Una pregunta marcó mi primer paso hacia la vida adulta. Yo tenía 15 años y vinieron unos universitarios cristianos a dar una charla al instituto; no sé qué dijeron, pero motivaron que yo les preguntara: “¿Se puede ser cristiano y comunista? Al día siguiente conocí a unas chicas de su movimiento y el fin de semana ya entré en el local donde se reunían.
Ahora sé que estaban bastante despistados aquellos mozos ‘tan preparados’, y su vida rápidamente se distanció del evangelio y se acercó a un liderazgo comunista al uso. En todo caso, su anuncio fue importante para mí, porque hasta entonces estaba yo moviéndome con una pandilla sin pizca de ideales, mundana del todo: guatequillos, discotecas, vinoteo y ligoteo.
A partir de aquel encuentro empecé a preocuparme por los temas sociales, por la política y la ética. Pero comoquiera que tuve algunas experiencias tempranas reveladoras de ‘la bajeza que mueve los más altos ideales’, me dejé ganar por la búsqueda de experiencias placenteras antes que por la búsqueda de la justicia social.
Eran tiempos en los que se ofertaban cargos de responsabilidad para llenar las nuevas instancias de poder venidas con la democracia. Muchos conocidos míos llegaron a puestos altos, del brazo de camaradas revestidos de paladines de la cruzada de modernización de España. Años después me los encontraría cargando con un desencanto vital que daba lástima verles.
Esa lastimosa trayectoria se repite incesantemente a lo largo de la historia. Los jóvenes buscan un ideal, y después de un tiempo creen haberlo encontrado en alguna de las múltiples ofertas que les salen al paso. Tras dedicarle a ese proyecto lo mejor de sus energías siguen encontrándose vacíos, y vuelven a empezar la búsqueda, en una dolorosa espiral en la que si no se topan con Dios pueden perder su vida e incluso su alma.

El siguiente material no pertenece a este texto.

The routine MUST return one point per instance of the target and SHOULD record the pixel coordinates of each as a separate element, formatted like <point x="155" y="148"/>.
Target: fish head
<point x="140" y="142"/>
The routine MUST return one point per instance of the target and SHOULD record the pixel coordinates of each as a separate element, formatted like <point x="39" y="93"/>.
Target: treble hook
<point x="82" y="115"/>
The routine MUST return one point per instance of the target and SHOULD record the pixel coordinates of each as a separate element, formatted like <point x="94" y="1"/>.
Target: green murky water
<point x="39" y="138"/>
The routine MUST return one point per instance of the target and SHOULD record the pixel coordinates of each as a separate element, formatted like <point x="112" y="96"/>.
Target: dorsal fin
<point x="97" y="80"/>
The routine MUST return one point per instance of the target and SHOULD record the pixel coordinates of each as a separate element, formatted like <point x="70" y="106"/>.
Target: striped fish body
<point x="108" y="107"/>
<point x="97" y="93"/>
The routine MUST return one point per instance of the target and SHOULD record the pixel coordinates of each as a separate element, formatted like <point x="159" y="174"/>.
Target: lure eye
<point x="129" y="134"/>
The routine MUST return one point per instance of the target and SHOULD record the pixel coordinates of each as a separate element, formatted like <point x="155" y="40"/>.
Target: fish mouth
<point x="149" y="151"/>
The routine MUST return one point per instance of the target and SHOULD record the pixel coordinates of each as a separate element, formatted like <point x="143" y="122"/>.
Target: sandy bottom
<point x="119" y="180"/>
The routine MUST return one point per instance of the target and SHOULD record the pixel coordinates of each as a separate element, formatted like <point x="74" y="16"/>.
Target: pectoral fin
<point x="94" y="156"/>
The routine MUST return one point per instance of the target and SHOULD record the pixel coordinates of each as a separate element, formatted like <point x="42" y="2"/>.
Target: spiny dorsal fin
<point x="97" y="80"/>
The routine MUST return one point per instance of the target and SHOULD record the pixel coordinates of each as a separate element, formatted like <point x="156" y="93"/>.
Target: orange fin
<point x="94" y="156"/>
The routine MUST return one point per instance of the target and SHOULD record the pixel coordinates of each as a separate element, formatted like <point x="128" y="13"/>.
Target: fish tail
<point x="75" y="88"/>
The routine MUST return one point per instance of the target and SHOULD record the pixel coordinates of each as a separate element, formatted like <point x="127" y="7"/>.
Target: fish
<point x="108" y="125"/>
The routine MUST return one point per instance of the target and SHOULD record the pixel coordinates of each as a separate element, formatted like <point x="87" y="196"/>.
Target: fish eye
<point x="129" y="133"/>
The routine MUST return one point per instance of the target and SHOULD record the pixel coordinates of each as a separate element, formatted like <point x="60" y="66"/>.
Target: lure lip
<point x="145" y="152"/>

Hoy nos ofrecen los gurús modernos un panorama sugerente en el que vale la pena arriesgar; un proyecto deslumbrador para el futuro, en el que los más atrevidos sueños de ficción pueden hacerse realidad. Muchos jóvenes se dejarán convencer por esta flamante quimera, y la historia se volverá a repetir, si Dios no lo remedia.
En el pasado, muchas de estas aventuras pasaron por matanzas terribles, a remolque de las ambiciones desmedidas de monarcas e iluminados de muy distinto pelaje; y en el momento presente, todo hace pensar que estamos ante el lanzamiento mundial del sueño de alguno de estos individuos endiosados que, por llenar su pobre corazón engreído, son capaces de embarcarnos a todos en una pesadilla cruenta como no ha habido otra ni la habrá jamás.
Ante este escenario, queda como única solución que cada cual tome su canto y su honda y se enfrente al gigante con la fuerza de Dios.